Bijoux artisanaux : le Maroc peine encore à  percer à  l’international

En 2012, le chiffre d’affaires global de la bijouterie artisanale s’est élevé à  1.9 milliard de DH. Avec seulement 1.4 MDH, l’export a nettement reculé en 2012. La concurrence mexicaine et indienne étouffe le potentiel marocain.

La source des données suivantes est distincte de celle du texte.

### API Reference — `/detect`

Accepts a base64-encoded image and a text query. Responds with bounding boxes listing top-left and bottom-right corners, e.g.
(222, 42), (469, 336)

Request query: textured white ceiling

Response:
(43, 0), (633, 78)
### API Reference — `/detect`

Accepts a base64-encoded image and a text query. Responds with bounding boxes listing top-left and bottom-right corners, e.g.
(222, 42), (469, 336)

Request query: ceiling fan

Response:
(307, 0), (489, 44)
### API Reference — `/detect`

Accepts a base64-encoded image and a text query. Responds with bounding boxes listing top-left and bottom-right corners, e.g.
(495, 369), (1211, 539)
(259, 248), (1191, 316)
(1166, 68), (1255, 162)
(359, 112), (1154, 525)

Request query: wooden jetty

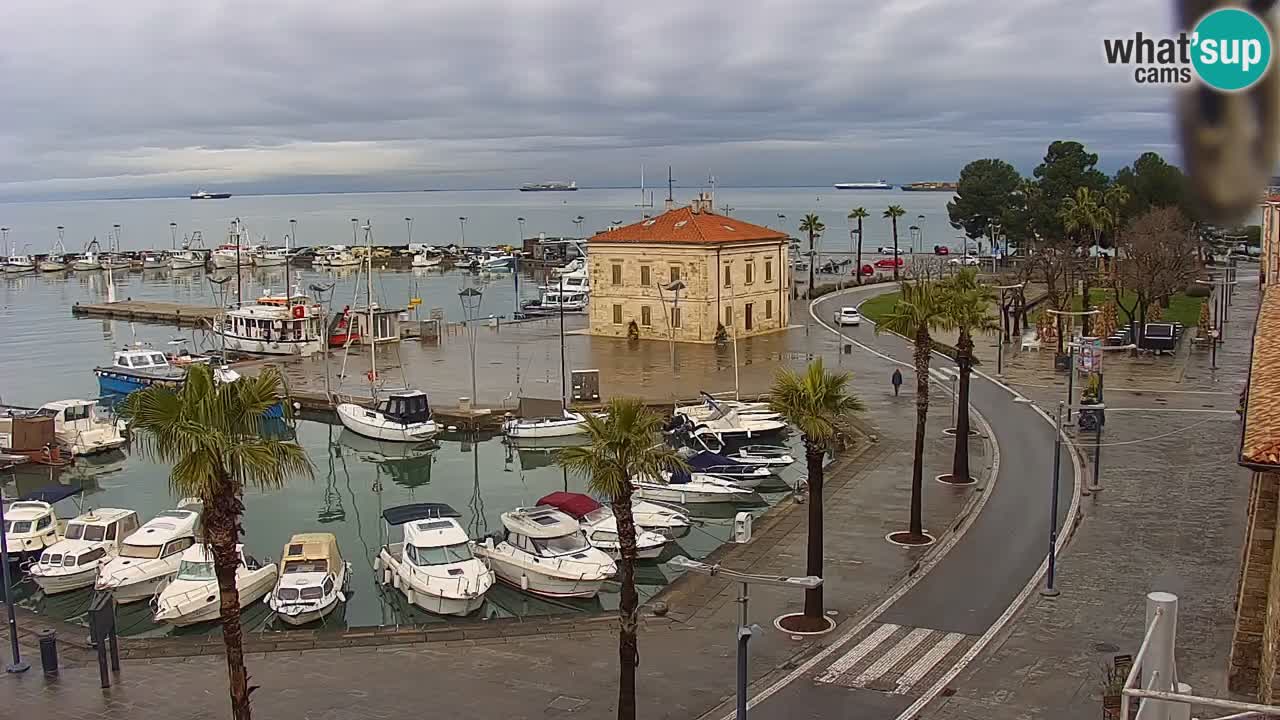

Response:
(72, 300), (221, 327)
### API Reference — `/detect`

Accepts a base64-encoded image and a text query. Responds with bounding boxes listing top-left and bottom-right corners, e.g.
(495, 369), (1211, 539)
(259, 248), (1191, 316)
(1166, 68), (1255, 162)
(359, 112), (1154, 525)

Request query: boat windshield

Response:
(404, 542), (474, 568)
(534, 533), (591, 557)
(178, 560), (216, 580)
(120, 543), (163, 560)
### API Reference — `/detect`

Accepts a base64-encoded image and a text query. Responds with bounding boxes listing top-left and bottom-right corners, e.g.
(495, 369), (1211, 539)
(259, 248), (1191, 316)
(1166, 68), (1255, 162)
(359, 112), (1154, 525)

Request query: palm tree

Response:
(768, 357), (863, 622)
(849, 208), (870, 284)
(942, 268), (1000, 484)
(876, 278), (947, 544)
(1059, 187), (1111, 336)
(800, 213), (827, 297)
(556, 397), (685, 720)
(122, 365), (311, 720)
(883, 205), (906, 282)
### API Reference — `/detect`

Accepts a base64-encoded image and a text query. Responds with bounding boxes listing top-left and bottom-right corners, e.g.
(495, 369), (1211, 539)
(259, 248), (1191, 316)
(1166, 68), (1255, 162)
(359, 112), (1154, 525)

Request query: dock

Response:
(72, 300), (221, 327)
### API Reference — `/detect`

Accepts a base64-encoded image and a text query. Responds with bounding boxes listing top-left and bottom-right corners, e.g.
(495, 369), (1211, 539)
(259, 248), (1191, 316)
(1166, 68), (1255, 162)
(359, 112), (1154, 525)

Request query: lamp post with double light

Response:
(668, 555), (822, 720)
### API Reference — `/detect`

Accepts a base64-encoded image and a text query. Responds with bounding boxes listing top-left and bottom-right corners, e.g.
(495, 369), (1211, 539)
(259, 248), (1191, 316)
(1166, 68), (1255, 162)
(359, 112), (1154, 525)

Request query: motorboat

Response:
(4, 486), (82, 561)
(632, 471), (756, 505)
(374, 502), (494, 616)
(93, 345), (198, 395)
(4, 255), (36, 275)
(27, 507), (138, 594)
(685, 450), (773, 488)
(337, 389), (440, 442)
(36, 400), (124, 456)
(538, 492), (667, 560)
(155, 543), (276, 628)
(476, 507), (618, 597)
(93, 500), (200, 605)
(266, 533), (351, 625)
(502, 410), (586, 439)
(214, 292), (324, 357)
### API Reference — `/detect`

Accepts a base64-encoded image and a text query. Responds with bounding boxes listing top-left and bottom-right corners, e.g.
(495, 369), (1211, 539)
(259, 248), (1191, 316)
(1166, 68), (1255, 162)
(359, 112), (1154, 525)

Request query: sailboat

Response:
(502, 275), (586, 439)
(335, 220), (440, 442)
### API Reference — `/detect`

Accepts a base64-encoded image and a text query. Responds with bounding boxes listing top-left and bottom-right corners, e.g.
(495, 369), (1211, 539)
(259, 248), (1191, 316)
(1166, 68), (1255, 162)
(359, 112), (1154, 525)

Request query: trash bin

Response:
(36, 630), (58, 675)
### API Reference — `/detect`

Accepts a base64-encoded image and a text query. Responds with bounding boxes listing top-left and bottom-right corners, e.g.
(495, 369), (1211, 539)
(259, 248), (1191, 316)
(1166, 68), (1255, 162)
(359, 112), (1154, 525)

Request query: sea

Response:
(0, 187), (942, 635)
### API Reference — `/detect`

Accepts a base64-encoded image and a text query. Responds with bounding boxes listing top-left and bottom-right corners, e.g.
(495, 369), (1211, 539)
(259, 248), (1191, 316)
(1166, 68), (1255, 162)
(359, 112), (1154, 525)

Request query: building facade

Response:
(588, 193), (792, 342)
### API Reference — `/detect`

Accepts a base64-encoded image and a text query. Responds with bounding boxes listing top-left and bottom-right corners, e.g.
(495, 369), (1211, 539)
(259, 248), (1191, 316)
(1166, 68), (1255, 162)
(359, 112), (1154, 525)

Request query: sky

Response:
(0, 0), (1179, 200)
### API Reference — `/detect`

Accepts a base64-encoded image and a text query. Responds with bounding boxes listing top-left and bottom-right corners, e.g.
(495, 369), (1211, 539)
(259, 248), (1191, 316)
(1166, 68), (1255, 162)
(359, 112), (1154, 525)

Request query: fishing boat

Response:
(93, 498), (200, 605)
(335, 223), (440, 443)
(214, 284), (325, 357)
(538, 492), (667, 560)
(476, 507), (618, 597)
(632, 471), (758, 505)
(374, 502), (494, 616)
(155, 544), (276, 628)
(266, 533), (351, 625)
(36, 400), (124, 456)
(27, 507), (138, 594)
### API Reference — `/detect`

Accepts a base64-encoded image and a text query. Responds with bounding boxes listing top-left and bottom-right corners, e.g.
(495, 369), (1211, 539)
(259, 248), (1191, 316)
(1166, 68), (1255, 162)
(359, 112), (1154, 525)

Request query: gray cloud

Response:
(0, 0), (1176, 197)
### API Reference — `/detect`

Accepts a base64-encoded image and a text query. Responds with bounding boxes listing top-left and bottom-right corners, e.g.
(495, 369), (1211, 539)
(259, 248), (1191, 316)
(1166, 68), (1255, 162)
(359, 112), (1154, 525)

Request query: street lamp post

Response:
(458, 287), (484, 407)
(671, 555), (822, 720)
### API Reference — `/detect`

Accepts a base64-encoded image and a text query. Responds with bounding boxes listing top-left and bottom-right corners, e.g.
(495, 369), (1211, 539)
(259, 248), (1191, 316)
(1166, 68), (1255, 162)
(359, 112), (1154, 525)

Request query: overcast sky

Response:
(0, 0), (1178, 199)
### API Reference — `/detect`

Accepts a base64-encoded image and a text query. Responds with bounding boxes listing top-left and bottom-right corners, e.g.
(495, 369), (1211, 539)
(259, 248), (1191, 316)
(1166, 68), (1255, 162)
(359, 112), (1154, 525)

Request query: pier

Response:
(72, 300), (221, 327)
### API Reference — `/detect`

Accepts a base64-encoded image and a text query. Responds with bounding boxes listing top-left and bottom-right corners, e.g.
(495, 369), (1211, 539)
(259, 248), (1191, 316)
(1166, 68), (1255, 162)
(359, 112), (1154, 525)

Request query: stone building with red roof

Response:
(586, 193), (792, 342)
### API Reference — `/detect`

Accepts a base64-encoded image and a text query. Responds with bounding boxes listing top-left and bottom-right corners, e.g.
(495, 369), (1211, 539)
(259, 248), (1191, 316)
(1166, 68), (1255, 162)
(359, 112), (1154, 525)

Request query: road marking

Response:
(893, 633), (965, 694)
(852, 628), (933, 688)
(818, 624), (899, 683)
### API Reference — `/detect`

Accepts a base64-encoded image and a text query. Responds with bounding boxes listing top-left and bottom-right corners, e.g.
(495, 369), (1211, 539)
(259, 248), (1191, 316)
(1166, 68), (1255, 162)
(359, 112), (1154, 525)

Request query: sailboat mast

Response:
(559, 273), (568, 413)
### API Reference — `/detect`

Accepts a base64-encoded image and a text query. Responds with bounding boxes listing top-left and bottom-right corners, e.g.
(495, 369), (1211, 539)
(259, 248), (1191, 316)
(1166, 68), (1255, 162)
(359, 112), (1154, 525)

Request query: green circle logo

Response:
(1192, 8), (1271, 91)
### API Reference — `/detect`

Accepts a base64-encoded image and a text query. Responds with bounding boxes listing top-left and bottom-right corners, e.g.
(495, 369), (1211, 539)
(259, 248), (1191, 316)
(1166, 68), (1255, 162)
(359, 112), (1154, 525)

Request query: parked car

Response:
(836, 307), (863, 325)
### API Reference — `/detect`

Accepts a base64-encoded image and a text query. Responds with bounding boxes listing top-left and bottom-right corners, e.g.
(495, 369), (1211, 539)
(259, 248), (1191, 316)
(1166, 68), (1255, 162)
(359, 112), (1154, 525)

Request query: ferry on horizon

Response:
(833, 181), (893, 190)
(520, 181), (577, 192)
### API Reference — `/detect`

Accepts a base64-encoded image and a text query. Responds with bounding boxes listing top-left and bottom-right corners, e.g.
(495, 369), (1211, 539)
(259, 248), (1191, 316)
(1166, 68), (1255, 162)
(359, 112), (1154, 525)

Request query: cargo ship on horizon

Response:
(520, 181), (577, 192)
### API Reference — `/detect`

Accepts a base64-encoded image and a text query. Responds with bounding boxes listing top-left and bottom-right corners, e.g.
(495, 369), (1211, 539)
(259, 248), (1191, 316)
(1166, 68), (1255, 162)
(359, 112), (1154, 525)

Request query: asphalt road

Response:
(753, 286), (1074, 720)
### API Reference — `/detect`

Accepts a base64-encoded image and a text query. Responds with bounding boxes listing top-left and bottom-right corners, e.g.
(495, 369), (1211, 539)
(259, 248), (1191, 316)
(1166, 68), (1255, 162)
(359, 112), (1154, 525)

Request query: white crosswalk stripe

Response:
(815, 624), (974, 694)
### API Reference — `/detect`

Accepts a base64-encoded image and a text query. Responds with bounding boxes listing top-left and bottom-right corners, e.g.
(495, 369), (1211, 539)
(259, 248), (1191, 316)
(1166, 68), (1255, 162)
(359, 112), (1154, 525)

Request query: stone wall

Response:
(588, 241), (791, 342)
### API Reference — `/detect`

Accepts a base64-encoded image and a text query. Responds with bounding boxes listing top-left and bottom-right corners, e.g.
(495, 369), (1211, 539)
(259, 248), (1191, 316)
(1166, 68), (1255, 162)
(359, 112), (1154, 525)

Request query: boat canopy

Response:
(383, 502), (462, 525)
(538, 492), (600, 520)
(19, 486), (84, 505)
(502, 507), (581, 539)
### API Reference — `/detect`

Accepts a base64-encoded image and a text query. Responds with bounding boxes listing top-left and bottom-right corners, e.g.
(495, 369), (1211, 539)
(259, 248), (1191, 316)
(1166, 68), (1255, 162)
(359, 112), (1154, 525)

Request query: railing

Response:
(1120, 592), (1280, 720)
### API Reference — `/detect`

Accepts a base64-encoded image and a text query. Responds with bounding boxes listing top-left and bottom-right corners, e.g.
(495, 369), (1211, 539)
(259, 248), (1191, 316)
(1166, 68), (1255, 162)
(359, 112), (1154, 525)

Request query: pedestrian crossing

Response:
(817, 623), (977, 696)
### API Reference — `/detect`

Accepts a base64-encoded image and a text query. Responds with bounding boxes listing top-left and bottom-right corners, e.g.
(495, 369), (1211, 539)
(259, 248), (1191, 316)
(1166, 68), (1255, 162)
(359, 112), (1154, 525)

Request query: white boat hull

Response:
(337, 402), (440, 442)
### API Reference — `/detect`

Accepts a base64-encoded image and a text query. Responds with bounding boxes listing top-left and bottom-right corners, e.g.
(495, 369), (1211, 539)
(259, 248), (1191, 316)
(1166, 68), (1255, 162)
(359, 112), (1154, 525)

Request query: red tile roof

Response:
(591, 208), (787, 245)
(1240, 287), (1280, 466)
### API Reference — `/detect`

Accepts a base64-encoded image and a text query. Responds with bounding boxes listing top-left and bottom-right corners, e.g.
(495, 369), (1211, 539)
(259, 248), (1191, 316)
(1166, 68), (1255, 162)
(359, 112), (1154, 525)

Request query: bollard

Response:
(37, 630), (58, 675)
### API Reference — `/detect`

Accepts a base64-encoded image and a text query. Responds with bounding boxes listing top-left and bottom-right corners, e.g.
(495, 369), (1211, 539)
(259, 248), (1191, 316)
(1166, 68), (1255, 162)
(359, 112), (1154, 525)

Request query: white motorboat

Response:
(4, 255), (36, 275)
(476, 507), (618, 597)
(337, 389), (440, 442)
(538, 492), (667, 560)
(266, 533), (351, 625)
(37, 400), (124, 456)
(214, 291), (324, 357)
(374, 502), (494, 616)
(27, 507), (138, 594)
(155, 544), (276, 628)
(632, 473), (756, 505)
(93, 501), (200, 605)
(502, 410), (586, 439)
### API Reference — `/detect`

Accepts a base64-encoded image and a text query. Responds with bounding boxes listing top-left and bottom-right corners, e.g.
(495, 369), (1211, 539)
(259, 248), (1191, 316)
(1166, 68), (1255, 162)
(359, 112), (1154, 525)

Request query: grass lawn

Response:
(1071, 287), (1208, 328)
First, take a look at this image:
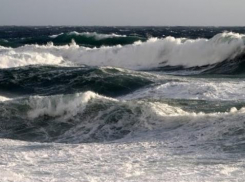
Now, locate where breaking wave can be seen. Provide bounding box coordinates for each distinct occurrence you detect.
[0,31,146,47]
[0,32,245,73]
[0,91,245,145]
[0,66,153,97]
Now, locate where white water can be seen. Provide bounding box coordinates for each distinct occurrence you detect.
[0,32,245,70]
[122,78,245,101]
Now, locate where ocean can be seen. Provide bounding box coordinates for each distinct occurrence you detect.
[0,26,245,182]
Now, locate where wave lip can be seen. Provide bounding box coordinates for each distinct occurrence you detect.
[0,32,245,70]
[0,91,245,145]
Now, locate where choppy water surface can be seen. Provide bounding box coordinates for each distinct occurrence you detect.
[0,27,245,182]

Depuis toujours, la bijouterie artisanale marocaine jouit d’une réputation bien établie sur le marché local. L’année 2012 ne fait pas exception. Selon le ministère de l’artisanat, le chiffre d’affaires de cette activité a atteint 1,9 milliard de DH, or et argent compris. Cette performance en fait le troisième métier artisanal marocain, avec 10% du chiffre d’affaires global du secteur. Par rapport à 2011, la progression est de 14% en milieu urbain et de 9,7% en milieu rural. Il s’agit, d’après le ministère, d’une «évolution supérieure à la moyenne observée dans tout l’artisanat marocain. Pour rappel, entre 2008 et 2011, l’activité a été moins soutenue, principalement en raison de la hausse des prix des métaux précieux. Le repli qui s’est amorcé a favorisé le regain de dynamisme observé en 2012. Depuis 2008, le taux de croissance annuel moyen a été de 5%. Peu gourmande en main-d’œuvre, la bijouterie artisanale affiche une productivité 5 fois supérieure à la moyenne du secteur», indique Assia Tanane, chef de la division de la veille stratégique et de la communication au ministère de tutelle. Le secteur reste principalement urbain, qu’il s’agisse de la production ou de la commercialisation. Le milieu urbain représente en effet 99,3% des ventes et regroupe 88% des 8 383 artisans exerçant dans la bijouterie, toutes matières confondues. Les 12% restants sont des mono-artisans ruraux.

L’Europe attire la moitié des exportations

Le ministère de l’artisanat ne fournit que des chiffres globaux, c’est-à-dire toutes matières confondues, on peut cependant présumer que la bijouterie artisanale en or représente la grande partie de cette branche. Exclusivement citadine, tout comme les ventes globales, la bijouterie d’or est en effet exercée dans tous les centres urbains du Maroc, avec une «concentration en quantité et en qualité à Casablanca et à Fès et, dans une moindre mesure, à Tanger-Tétouan». C’est d’ailleurs dans ces 3 pôles producteurs que la bijouterie constitue une part importante de l’artisanat. Elle représente près du tiers du chiffre d’affaires totale réalisé à Casablanca, 19% à Fès et 6% à Tanger-Tétouan.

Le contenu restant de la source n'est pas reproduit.